A questioner mentioned to Graham that this year’s meeting isn’t quite the same level showdown as last time. He disagreed.
“It’s still a showdown, baby! It’s a showdown! Sunday night! Show-down! Game of the week!” Graham said.
Last year, Wentz’s injury overshadowed everything, but the Eagles did leave the tiny visitors’ locker room wearing NFC East Champions hats. They won’t be getting those this Sunday.
“It might not be NFC East [champs], but hopefully, we’re still going. We just need to get a seat at the table,” Graham said. “That’s our main focus. We just got to win out.”

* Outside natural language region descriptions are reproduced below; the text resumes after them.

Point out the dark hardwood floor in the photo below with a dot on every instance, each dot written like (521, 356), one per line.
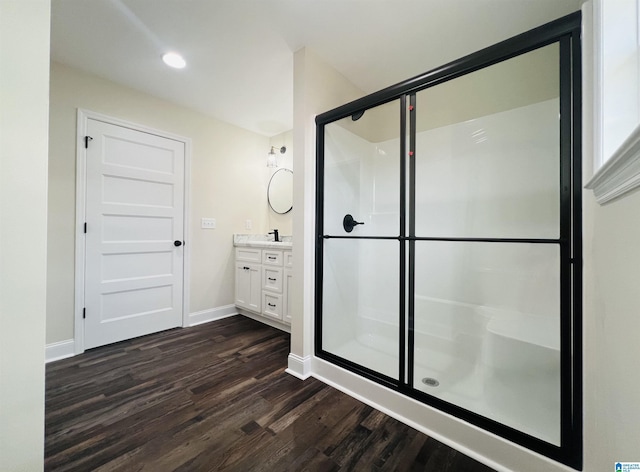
(216, 398)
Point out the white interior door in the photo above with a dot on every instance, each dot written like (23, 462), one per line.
(134, 223)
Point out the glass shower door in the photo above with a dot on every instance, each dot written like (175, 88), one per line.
(361, 224)
(487, 243)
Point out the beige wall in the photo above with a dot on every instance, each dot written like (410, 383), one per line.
(611, 330)
(24, 84)
(317, 88)
(228, 182)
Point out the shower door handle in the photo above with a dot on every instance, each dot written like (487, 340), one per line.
(348, 223)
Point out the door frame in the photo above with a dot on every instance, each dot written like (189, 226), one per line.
(83, 116)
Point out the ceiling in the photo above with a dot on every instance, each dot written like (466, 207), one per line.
(239, 53)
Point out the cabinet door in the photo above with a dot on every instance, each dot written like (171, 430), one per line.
(272, 305)
(286, 295)
(248, 286)
(272, 279)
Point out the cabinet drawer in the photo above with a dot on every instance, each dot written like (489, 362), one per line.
(288, 259)
(272, 305)
(272, 257)
(272, 279)
(248, 254)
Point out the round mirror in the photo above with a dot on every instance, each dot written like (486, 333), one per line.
(280, 191)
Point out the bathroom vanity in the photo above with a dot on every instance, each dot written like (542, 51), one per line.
(264, 274)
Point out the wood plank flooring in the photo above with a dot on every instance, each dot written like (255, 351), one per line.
(216, 398)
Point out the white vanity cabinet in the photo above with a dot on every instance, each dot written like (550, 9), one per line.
(263, 281)
(287, 282)
(249, 279)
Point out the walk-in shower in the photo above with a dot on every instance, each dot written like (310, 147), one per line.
(448, 239)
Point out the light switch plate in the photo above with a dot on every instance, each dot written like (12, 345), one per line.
(208, 223)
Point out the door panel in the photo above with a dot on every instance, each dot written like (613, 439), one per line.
(134, 213)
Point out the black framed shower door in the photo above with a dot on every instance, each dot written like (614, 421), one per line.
(448, 239)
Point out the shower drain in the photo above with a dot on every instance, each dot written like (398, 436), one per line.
(431, 382)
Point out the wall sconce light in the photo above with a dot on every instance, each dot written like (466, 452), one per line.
(272, 160)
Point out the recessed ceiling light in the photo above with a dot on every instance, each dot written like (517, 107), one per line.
(175, 60)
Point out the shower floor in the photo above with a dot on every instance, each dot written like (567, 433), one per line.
(461, 383)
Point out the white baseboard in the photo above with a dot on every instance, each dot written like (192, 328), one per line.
(60, 350)
(213, 314)
(299, 366)
(265, 320)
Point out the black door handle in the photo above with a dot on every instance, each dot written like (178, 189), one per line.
(348, 223)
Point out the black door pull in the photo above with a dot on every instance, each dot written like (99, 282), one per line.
(348, 223)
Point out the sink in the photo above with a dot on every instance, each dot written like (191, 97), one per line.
(261, 241)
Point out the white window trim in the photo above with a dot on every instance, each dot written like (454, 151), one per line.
(620, 173)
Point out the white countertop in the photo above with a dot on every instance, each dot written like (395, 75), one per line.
(262, 241)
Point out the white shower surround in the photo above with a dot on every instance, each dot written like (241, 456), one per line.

Graham said winning this game would make the kind of statement the 2018 Eagles have yearned to make, though “It’s not going to be easy.”
A year ago, Graham ended his touchdown jaunt celebrating in the stands with Eagles fans, who covered a large swath of stadium.
“I just remember Nigel making [Tavon Austin] cough it up. That ball just right there, right in my hands,” Graham said. “When I looked at the replay, I didn’t even [remember] how I switched hands and did a stiff-arm. I didn’t even know. It just came natural. Then I jumped in the stands; that was cool. That was just natural, too. I saw fans going crazy.”
A year later, very little seems to come “natural.”